В 1999-м году мы здесь организовали хореографическую студию «Фуэте» с определенным классическим уклоном, потому что наша природа, и моей жены и моя, она как-то больше тяготеет к классике, как к таковой. Потому что народные коллективы они есть везде, а классика хотя и не в почете, она, на мой взгляд, очень нужна. Потому что хочется сохранить вот те вот истоки хореографии, которые были нами заложены от Павловой и так далее, и так далее, можно перечислять вообще массу всего. Но даже тот же Григорович и тот же Моисеев не могли обойтись без классической хореографии, это основа основ. Мы так считали, мы так считаем до сих пор. Вот, и в таком вот направлении мы и работаем здесь уже восемнадцать лет. Успели мы здесь натворить достаточно вполне. У нас огромный концертный репертуар, у нас огромное количество учеников перебывало в нашей студии. Ну, я не хочу, конечно, говорить о том, что это лучшая студия, конечно нет. Но, судя по благодарностям, дипломам и всего остального, которого у нас насобиралось уже целый чемодан, мы это время провели творчески очень неплохо, очень неплохо…
«Культура в загоне»
До предела обидно понимать, что, в общем-то, культура сегодня, особенно самодеятельная культура, она в таком загоне. Если профессиональные театры как-то сегодня еще выживают, хотя и они. Вот мы были на первое мая на демонстрации. Вот я встречался, с ними же не всегда имеешь возможность встречаться, со своими друзьями, знакомыми, из театров там, из этого театра, из этого театра, и потом нас многие знают просто в городе. И мы все приходим только к одному: культура в загоне, в загоне. И не только в Саратове, а в Саратове тем более. Они громко говорят, они много обещают, а практически, при нашей зарплате в 12 тысяч, но это же смешно. Такой труд, необыкновенно сложный труд – самодеятельный коллектив.

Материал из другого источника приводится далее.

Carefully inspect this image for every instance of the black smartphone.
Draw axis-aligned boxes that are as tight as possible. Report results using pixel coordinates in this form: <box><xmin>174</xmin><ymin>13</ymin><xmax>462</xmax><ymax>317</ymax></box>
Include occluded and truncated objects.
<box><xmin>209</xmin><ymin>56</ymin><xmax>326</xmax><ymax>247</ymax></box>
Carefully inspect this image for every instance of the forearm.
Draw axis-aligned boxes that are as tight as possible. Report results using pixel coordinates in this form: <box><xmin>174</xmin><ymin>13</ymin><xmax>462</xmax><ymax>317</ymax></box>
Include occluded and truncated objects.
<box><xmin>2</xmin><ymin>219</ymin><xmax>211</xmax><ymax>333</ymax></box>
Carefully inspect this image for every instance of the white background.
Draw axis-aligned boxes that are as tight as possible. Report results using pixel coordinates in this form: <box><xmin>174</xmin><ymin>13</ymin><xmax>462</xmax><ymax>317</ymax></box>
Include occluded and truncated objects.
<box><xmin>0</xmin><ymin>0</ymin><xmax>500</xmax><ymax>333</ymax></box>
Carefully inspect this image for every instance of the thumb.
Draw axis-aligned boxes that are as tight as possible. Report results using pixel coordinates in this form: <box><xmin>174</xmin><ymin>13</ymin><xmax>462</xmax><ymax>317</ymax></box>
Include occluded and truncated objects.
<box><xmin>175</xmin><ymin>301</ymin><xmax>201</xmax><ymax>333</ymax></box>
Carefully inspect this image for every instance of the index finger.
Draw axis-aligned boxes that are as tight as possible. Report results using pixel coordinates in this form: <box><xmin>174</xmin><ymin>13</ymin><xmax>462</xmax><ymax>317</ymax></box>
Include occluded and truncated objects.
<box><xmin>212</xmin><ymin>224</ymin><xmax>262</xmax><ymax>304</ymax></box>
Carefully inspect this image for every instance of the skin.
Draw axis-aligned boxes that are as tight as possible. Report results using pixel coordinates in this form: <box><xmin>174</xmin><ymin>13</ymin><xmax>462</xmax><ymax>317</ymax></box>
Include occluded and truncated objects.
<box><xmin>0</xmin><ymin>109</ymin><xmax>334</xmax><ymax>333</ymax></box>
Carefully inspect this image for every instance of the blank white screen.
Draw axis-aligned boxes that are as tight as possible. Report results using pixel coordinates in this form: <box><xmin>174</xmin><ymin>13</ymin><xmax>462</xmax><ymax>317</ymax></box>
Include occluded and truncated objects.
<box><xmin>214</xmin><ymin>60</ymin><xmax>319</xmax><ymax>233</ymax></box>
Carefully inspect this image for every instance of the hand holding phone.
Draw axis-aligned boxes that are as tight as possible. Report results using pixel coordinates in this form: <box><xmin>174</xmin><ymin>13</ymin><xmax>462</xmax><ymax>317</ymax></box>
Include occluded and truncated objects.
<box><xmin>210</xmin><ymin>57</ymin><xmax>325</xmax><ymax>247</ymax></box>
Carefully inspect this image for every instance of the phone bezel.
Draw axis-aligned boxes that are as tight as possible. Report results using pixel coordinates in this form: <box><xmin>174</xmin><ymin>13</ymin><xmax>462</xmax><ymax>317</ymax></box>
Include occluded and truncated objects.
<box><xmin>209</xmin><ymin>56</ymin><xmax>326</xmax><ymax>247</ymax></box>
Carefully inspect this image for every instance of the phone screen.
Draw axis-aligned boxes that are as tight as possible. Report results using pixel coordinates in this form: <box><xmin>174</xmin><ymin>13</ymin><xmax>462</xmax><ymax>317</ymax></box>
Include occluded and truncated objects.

Художественный руководитель должен заниматься художественным руководством работы всех коллективов. Методическая группа, зам.директора по методической группе должен заниматься только этим. А не бумажками заниматься. Не сборами денежных средств бюджетных коллективов. У нас же половина теперь переведено на бюджетную основу. 1200 рублей ведь заплатить тоже не каждому под силу. А если два ребенка? Если два ребенка учатся в бюджетной группе, значит нужно вытащить из кармана 2400 рублей. Это что, отношение? А когда был Дворец профсоюза? Завод выделял определенные денежные средства. Они купались здесь, они шили себе прекрасные костюмы. А я сегодня не могу поставить танцевальный номер, потому что мне не во что его одеть. У меня нет для этого средств, понимаете? Вот это все цепляется одно за другое, потому что творческие люди попадают вот в такие, какие-то клещи. Это шестеренка, которую трудно преодолеть, трудно преодолеть, понимаете? Я могу, я хочу, и в то же время у меня нет возможности, все. Это очень сложно, это… И не знаю, когда это все закончится, когда это все кончится. Все эти разговоры, крупные обещания. Да, есть указы президента, да, есть указы Министерства культуры, нашего министерства культуры, и Российского министерства культуры, все это есть. Но наполовину это не работает. Под предлогом отсутствия денежных средств. Не хватает денег в регионе на более острые, на более необходимые нужды. А культура подождет, как всегда.